Shares of The GEO Group and CoreCivic experienced sharp declines following reports that U.S. Immigration and Customs Enforcement, known as ICE, intends to significantly reduce its network of privately operated detention facilities. The plan outlines a shift from over 200 current locations to a centralized system of 34 government-owned sites.
According to a Bloomberg report, the Department of Homeland Security's proposal aims to replace the existing patchwork of local jails and private prisons with larger, DHS-owned facilities. Currently, the majority of individuals in ICE custody are housed in centers run by GEO Group and CoreCivic, the two largest private prison operators in the United States.
The news prompted an immediate negative reaction from investors, with GEO Group's stock tumbling 16% and CoreCivic's shares dropping 11%. This policy change directly challenges the primary revenue model for these companies. While a person familiar with the plan noted that private firms might retain service-based roles, such as providing medical care and security, the move away from private ownership represents a substantial financial threat.

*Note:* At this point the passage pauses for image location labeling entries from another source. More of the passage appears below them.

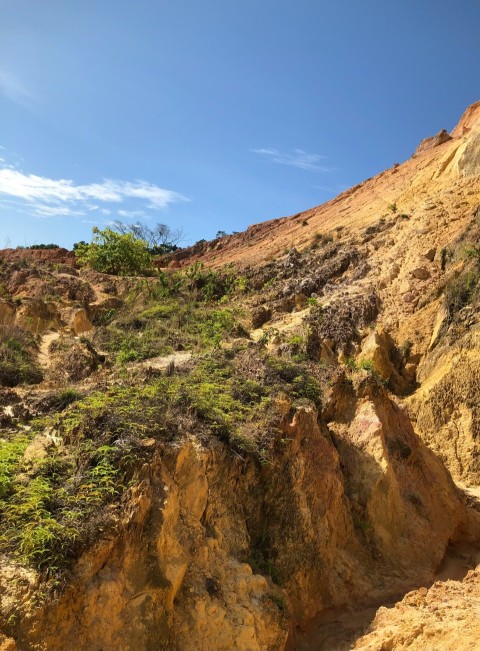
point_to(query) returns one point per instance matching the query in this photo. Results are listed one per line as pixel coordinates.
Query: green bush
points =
(17, 364)
(115, 253)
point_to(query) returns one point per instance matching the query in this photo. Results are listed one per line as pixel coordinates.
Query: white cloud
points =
(50, 197)
(131, 214)
(298, 158)
(14, 89)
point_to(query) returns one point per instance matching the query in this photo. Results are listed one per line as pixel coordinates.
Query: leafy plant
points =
(115, 253)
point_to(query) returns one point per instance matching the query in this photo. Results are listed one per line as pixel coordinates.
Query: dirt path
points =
(43, 349)
(339, 629)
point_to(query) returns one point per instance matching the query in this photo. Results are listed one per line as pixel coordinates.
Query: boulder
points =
(434, 141)
(260, 316)
(421, 273)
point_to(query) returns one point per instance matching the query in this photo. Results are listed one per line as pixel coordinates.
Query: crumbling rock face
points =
(447, 409)
(72, 360)
(346, 512)
(442, 618)
(340, 322)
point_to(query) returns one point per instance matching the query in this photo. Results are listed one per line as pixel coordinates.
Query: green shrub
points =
(115, 253)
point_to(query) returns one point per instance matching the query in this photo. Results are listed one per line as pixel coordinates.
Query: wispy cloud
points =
(131, 214)
(298, 158)
(46, 197)
(13, 88)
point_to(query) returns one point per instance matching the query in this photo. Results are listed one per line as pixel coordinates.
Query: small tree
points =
(115, 253)
(160, 238)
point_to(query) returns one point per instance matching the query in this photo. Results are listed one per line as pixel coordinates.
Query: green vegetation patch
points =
(17, 363)
(55, 502)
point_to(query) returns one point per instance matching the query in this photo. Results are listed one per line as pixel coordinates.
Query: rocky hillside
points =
(259, 445)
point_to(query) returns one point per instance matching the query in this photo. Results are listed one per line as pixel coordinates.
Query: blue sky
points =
(215, 114)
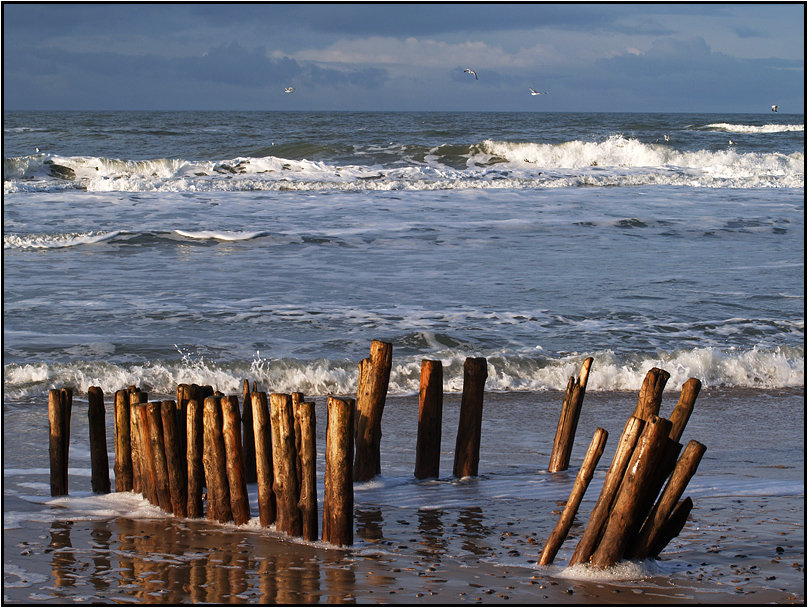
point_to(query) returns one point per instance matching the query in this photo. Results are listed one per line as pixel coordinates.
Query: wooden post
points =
(99, 459)
(626, 516)
(684, 408)
(469, 432)
(611, 484)
(568, 421)
(231, 431)
(657, 520)
(651, 393)
(267, 506)
(155, 413)
(430, 419)
(249, 436)
(370, 400)
(582, 480)
(284, 459)
(123, 443)
(177, 487)
(218, 508)
(307, 456)
(338, 498)
(195, 447)
(59, 439)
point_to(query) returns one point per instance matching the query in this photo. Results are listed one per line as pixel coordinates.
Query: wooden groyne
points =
(194, 457)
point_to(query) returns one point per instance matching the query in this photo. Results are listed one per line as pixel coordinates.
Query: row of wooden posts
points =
(174, 451)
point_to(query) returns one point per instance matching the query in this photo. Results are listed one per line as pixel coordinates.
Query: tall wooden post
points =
(99, 459)
(568, 421)
(370, 400)
(231, 431)
(469, 432)
(267, 506)
(284, 459)
(123, 443)
(582, 480)
(430, 419)
(338, 498)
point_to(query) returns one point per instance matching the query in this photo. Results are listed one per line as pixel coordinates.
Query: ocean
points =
(157, 248)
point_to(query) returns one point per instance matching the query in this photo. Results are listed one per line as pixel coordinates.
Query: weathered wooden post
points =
(568, 421)
(430, 419)
(582, 480)
(374, 378)
(626, 515)
(267, 505)
(99, 460)
(194, 447)
(611, 484)
(338, 498)
(123, 443)
(177, 486)
(250, 474)
(60, 404)
(218, 508)
(305, 424)
(469, 432)
(231, 431)
(284, 460)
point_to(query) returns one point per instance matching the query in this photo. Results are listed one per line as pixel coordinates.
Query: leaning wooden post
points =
(218, 508)
(194, 447)
(657, 520)
(611, 484)
(626, 516)
(177, 487)
(99, 460)
(58, 442)
(370, 400)
(248, 441)
(568, 421)
(430, 419)
(123, 443)
(338, 498)
(469, 432)
(284, 460)
(267, 512)
(307, 456)
(231, 431)
(582, 480)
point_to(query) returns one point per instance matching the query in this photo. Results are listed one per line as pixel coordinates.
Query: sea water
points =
(152, 249)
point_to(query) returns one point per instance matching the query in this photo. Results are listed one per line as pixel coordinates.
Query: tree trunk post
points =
(370, 400)
(338, 498)
(430, 419)
(99, 459)
(231, 431)
(467, 446)
(267, 504)
(568, 421)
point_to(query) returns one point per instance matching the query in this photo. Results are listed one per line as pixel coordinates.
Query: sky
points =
(658, 57)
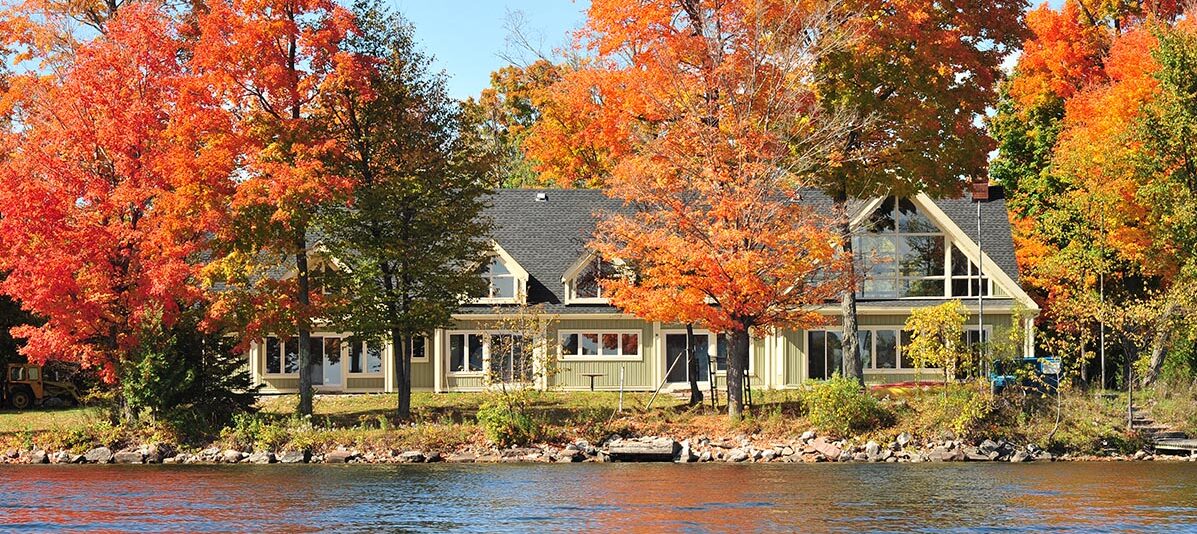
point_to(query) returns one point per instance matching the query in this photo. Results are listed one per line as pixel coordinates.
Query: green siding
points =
(374, 383)
(796, 360)
(281, 383)
(638, 375)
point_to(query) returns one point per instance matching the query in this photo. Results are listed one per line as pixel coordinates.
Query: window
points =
(880, 350)
(588, 284)
(419, 349)
(900, 253)
(509, 358)
(281, 358)
(966, 277)
(365, 357)
(601, 345)
(825, 353)
(499, 279)
(465, 352)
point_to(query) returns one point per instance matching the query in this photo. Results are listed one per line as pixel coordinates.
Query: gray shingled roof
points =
(546, 238)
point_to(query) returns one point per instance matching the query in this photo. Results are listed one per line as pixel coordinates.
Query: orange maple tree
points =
(102, 204)
(702, 116)
(273, 64)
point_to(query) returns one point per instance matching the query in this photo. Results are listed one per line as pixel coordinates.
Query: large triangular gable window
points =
(505, 280)
(901, 253)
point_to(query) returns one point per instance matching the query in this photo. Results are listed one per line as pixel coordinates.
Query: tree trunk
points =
(737, 360)
(304, 298)
(696, 394)
(850, 340)
(1159, 346)
(402, 363)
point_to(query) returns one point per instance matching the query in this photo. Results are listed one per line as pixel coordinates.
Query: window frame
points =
(600, 357)
(517, 273)
(899, 343)
(486, 351)
(571, 284)
(718, 372)
(283, 358)
(365, 358)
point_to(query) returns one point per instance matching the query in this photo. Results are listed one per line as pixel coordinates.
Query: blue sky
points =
(469, 37)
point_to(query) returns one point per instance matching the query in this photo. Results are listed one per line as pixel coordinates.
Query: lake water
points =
(1081, 497)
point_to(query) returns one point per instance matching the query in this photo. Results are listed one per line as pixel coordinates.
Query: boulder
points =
(261, 457)
(941, 454)
(873, 449)
(98, 455)
(685, 454)
(339, 456)
(128, 456)
(825, 448)
(411, 456)
(293, 456)
(645, 449)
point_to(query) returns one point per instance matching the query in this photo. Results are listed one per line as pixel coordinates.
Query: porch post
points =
(437, 360)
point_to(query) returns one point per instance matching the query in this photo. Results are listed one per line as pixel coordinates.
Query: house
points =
(913, 253)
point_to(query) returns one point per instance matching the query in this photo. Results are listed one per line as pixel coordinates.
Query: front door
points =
(675, 357)
(326, 362)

The market's reaction highlights significant uncertainty regarding the future profitability of private detention facility operators. Investors and industry stakeholders will closely monitor official DHS announcements and the bidding process for new service contracts as the new strategy is implemented.
Q: Why did GEO Group and CoreCivic stocks fall sharply?
A: Their stock prices fell due to reports of a plan by U.S. ICE to drastically reduce its use of privately run detention centers, which are a core part of their business.
Q: What is the new plan for ICE detention facilities?
A: The plan involves shrinking the network from over 200 facilities to just 34 larger, government-owned sites to create a more centralized system.